Eine weitere gute Nachricht ist, dass das geringere Interesse von Frauen an Gelegenheitssex nicht unveränderlich ist. Jahrtausendelang haben Frauen in einem Umfeld gelebt, das sie zum Überleben von Männern abhängig machte und sie lehrte, sexuell konservativ zu sein. Wenn sich jedoch die sozialen und wirtschaftlichen Umstände ändern und den Frauen mehr Unabhängigkeit und sexuelle Freizügigkeit ermöglichen, werden die geschlechtsspezifischen Unterschiede beim Wunsch nach Gelegenheitssex weniger ausgeprägt.
So ist dieser Unterschied zwischen den Geschlechtern bei den heutigen Jugendlichen geringer als bei ihren Eltern. Er ist geringer in Ländern, in denen die politische und wirtschaftliche Macht gleichmäßiger zwischen Männern und Frauen verteilt ist (z. B. Schweden < USA < Saudi-Arabien). Sie ist geringer, wenn das Stigma, mit dem Frauen rechnen, wenn sie ein Angebot für Gelegenheitssex annehmen, in den Analysen statistisch kontrolliert wird - d. h. wenn dieses Stigma wegfällt, würden viel mehr Frauen in Gelegenheitssex einwilligen. Und es kann ganz verschwinden, wenn Frauen glauben, dass der Mann, der ihnen Gelegenheitssex anbietet, ein kompetenter Liebhaber ist, der ihnen sexuelles Vergnügen bereiten wird, oder wenn dieser Liebhaber berühmt und attraktiv ist - oder berühmt und unattraktiv.

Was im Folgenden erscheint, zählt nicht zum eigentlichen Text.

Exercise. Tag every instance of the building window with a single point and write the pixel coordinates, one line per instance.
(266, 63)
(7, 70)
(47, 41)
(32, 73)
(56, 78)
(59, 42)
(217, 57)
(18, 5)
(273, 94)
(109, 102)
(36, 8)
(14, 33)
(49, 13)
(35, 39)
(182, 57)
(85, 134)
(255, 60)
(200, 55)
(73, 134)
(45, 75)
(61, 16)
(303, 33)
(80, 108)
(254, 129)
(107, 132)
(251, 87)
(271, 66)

Kurz gesagt: Bringt man Frauen in die richtige Umgebung mit den richtigen Partnern, ist es wahrscheinlich, dass sie viel mehr Lust auf Gelegenheitssex haben werden als heute, vielleicht sogar genauso viel wie Männer. Insgesamt scheint die Wissenschaft darauf hinzuweisen, dass die frauenfeindliche Minderheit umso mehr an den Rand gedrängt wird, je mehr wir über die enorme individuelle Variabilität des Wunsches nach Gelegenheitssex sprechen. Das hat natürlich noch einen weiteren Vorteil: Wenn das Slut-Shaming aufhört, werden wahrscheinlich alle mehr Sex haben.